NBC News has reached out to representatives for these athletes. A spokesperson for Twitter did not immediately respond to a request for comment.
A bogus tweet from the verified account impersonating James came from the handle “@KINGJamez.” It erroneously claimed that the Lakers player had requested a trade.
The tweet from the verified account pretending to be McDavid falsely claimed the player was signing with the New York Islanders.
The tweet from the handle “@AroIdisChapman,” which differs from the MLB player’s actual handle “@AChapman_105,” claimed he had signed a three-year contract with the New York Yankees.
The fake Chapman account wrote a follow-up tweet, seemingly clarifying it’s a joke. The account, prior to being suspended, listed itself as a “parody” account in the bio.
Musk, who officially acquired Twitter in late October, has faced intense scrutiny for his decision to make verification, a tool used to ensure the person posting is who they say they are, a subscription-based product. Some have raised concerns about how this could affect the spread of misinformation on the platform.

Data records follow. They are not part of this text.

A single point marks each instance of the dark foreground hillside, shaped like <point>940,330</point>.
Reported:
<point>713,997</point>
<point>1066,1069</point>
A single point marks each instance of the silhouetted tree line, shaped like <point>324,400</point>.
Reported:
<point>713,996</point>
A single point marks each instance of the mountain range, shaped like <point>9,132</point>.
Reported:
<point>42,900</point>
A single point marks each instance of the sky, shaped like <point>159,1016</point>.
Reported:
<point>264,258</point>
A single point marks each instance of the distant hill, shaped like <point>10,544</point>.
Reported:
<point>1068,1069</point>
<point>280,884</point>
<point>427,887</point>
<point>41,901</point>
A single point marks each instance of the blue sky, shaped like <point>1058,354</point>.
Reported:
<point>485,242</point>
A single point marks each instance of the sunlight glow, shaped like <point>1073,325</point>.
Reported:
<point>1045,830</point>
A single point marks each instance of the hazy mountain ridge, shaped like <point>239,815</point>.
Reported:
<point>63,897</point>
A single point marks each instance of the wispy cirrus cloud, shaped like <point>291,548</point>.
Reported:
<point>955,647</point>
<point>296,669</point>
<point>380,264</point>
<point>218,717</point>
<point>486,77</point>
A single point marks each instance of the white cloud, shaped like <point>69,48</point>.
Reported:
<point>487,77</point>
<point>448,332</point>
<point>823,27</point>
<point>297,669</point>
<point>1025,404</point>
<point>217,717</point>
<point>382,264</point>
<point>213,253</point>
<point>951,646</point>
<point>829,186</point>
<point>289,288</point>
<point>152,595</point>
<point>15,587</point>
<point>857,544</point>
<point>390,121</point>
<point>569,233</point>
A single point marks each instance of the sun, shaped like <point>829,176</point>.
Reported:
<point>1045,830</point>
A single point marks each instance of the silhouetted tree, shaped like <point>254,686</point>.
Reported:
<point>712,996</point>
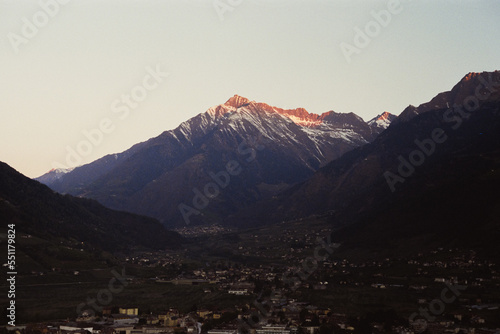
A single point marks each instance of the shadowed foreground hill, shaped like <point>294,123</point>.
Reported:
<point>43,213</point>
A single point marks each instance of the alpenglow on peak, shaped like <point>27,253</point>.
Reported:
<point>237,101</point>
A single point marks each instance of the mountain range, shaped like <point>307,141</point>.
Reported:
<point>55,230</point>
<point>431,179</point>
<point>428,177</point>
<point>182,176</point>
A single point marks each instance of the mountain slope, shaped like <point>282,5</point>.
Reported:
<point>171,177</point>
<point>431,178</point>
<point>76,222</point>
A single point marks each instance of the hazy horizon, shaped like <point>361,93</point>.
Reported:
<point>66,66</point>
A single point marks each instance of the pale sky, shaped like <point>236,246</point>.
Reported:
<point>64,69</point>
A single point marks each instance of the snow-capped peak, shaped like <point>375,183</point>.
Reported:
<point>383,120</point>
<point>237,101</point>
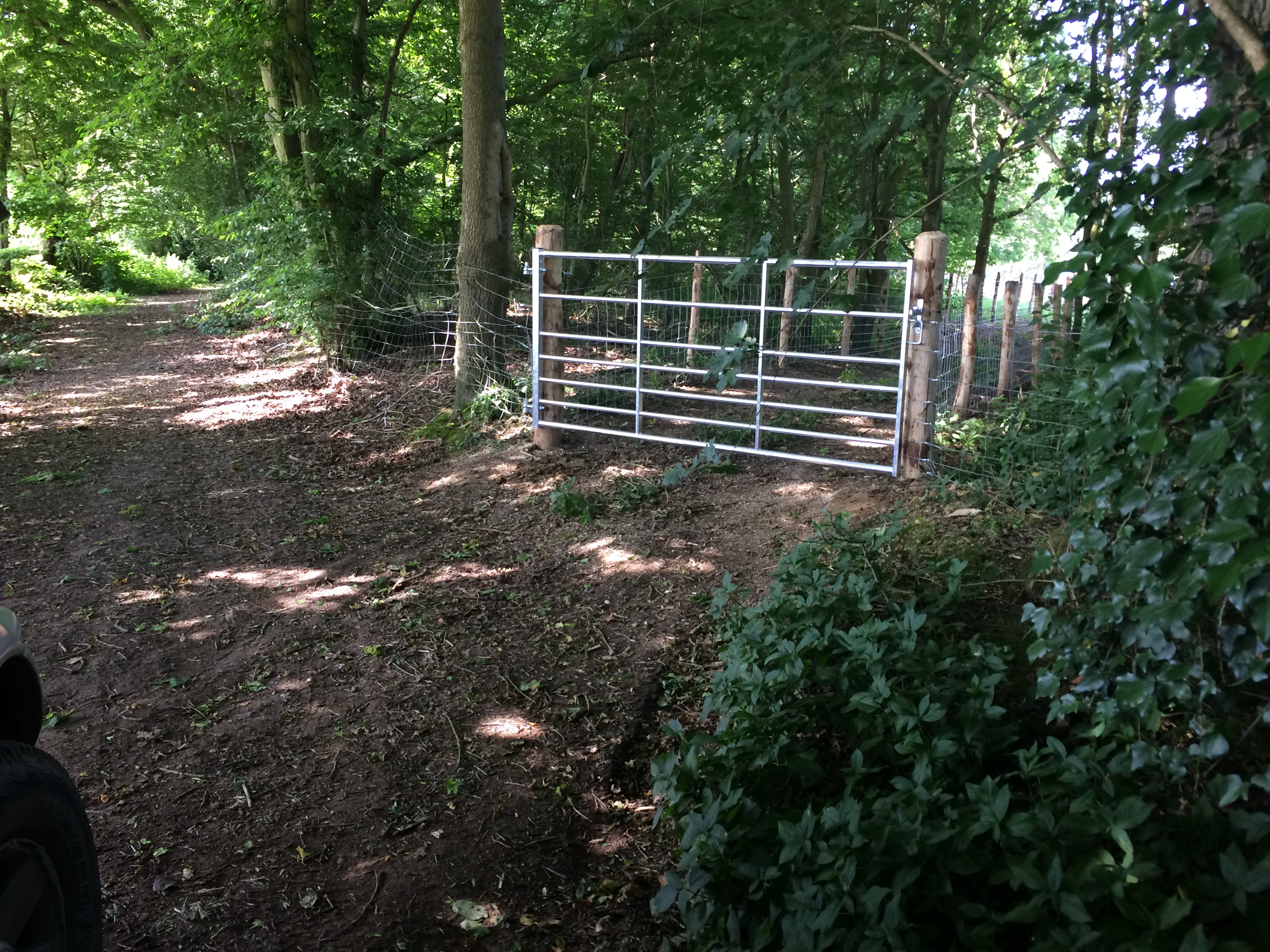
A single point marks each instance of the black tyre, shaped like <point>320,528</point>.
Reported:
<point>50,890</point>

In recent days, several previously verified users who impersonated Musk were banned from the platform. Comedian Kathy Griffin, YouTube personality Ethan Klein and “Mad Men” actor Rich Sommer were each suspended over the weekend after they changed their display names and profile pictures to match Musk’s.
Prior to Musk’s Twitter acquisition, the platform had rules against impersonation and rules about how parody accounts could be used on the site. Accounts had to clearly label that they were a parody of the person or platform they were impersonating.